Добившись, чтобы мы зашли именно в этот, а не какой-то другой ливанский ресторан, Игбар вскоре заснул прямо за столиком, уткнувшись носом в тарелку с барашком на вертеле, обильно приправленным йогуртом. Повторяющиеся попытки привести его в вертикальное положение неизменно заканчивались почти мгновенным нырком обратно в тарелку. Примерно через час, когда мы с Шоном уже с удовольствием отужинали, Игбар наконец зашевелился — лицо его было сплошь залеплено йогуртом и кориандром — и капризно заметил, что еда совершенно остыла. Вернувшись из туалета и велев подогреть барашка, Игбар начал постепенно приходить во вменяемое состояние, хотя моторные реакции его оставались по-прежнему замедленны.
Насытившись, мы совершили стремительный проход по самым злачным питейным заведениям района, привлекая внимание выстроившихся вдоль тротуара девиц и трансвеститов. Наибольшее любопытство у них вызывала эксцентричная походка Игбара. Выглядело это так: он неуверенно делал шаг-другой в обычном прогулочном темпе, затем переходил на бег, устремляясь к ближайшему неподвижному объекту. При этом все время что-то бормотал себе под нос либо напевал. Я уже давно отказался от раздумий, откуда у него эта манера, ибо в трезвом виде Игбар упорно отрицал склонность к такого рода эскападам, а в пьяном с ним разговаривать бессмысленно — невменяем. В любом случае под конец подобного рода прогулок у Игбара на лице обычно в изобилии появлялись шрамы и порезы. Самое надежное в этом случае — затащить его в бар, в надежде на то, что уснет. Памятуя об этом, мы зашли в какую-то грязную забегаловку и ухитрились найти свободный столик в самом углу, от греха подальше. К этому моменту Игбар о чем-то умиротворенно разговаривал сам с собой по-русски.
Мы с Шоном болтали о том о сем, возвращались к прежним нашим встречам, вспоминали полузабытых друзей и знакомых. И тут, из чистого любопытства, я спросил, известно ли ему что-либо о людях крыши.
Шон с непроницаемым видом пригладил редеющие волосы и нахмурился. Похоже, прежде чем ответить, он вознамерился всерьез подумать.
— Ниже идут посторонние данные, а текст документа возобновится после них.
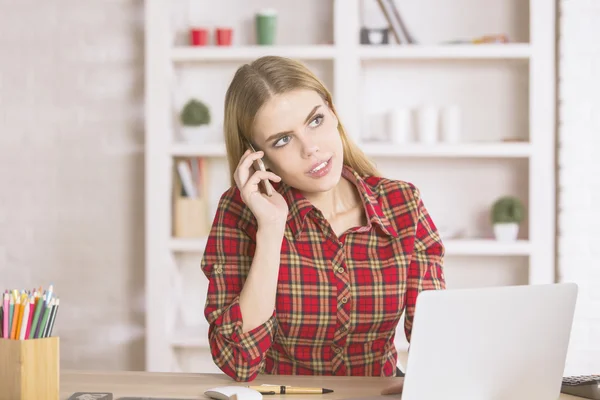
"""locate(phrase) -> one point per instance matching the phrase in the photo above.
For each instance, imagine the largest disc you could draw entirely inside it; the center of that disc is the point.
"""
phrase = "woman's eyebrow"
(276, 135)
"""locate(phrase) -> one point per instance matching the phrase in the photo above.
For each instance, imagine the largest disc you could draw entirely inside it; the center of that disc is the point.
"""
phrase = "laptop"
(495, 343)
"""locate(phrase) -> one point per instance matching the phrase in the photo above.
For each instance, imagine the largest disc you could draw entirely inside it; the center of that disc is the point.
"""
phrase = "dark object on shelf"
(397, 25)
(91, 395)
(586, 386)
(198, 36)
(374, 35)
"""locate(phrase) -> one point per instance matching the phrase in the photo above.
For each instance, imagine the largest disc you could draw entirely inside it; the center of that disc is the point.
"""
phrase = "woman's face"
(298, 133)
Я откинулся на спинку стула и с волнением сжал в ладонях бокал, где крепкого коктейля «куба либре» было явно больше, чем требовалось. К духоте в баре добавлялся пронзительный звук кондиционера, напоминающий работу циркулярной пилы.
— Людей крыши, — похоронным тоном начал Шон, — скорее всего вовсе не существует.
Положительно, сонная атмосфера этого места всех заражает. Я зевнул.
— То есть по отдельности, даже вместе, люди, живущие на крышах, есть, — продолжил Шон, — но употреблять применительно к ним общий термин «люди крыши» значило бы упустить суть дела. Ибо он не только указывает на определенную внутреннюю связь, но также придает мистическое значение, некий статус, на который эти люди не могут претендовать. Это позволяет добропорядочным гражданам рассказывать своим детям страшные истории. Другие мифологизируют эту компанию, примерно также, как некогда жители Ноттингэма творили миф об обитателях Шервудского леса. Словом, меньшинство — те, кто тайно хотел бы стать таким же, как они, — романтизирует их, а большинство демонизирует.
Шон Хогг отхлебнул пива. Трудно сказать, действительно ли он знает что-нибудь о людях крыши, или просто импровизирует.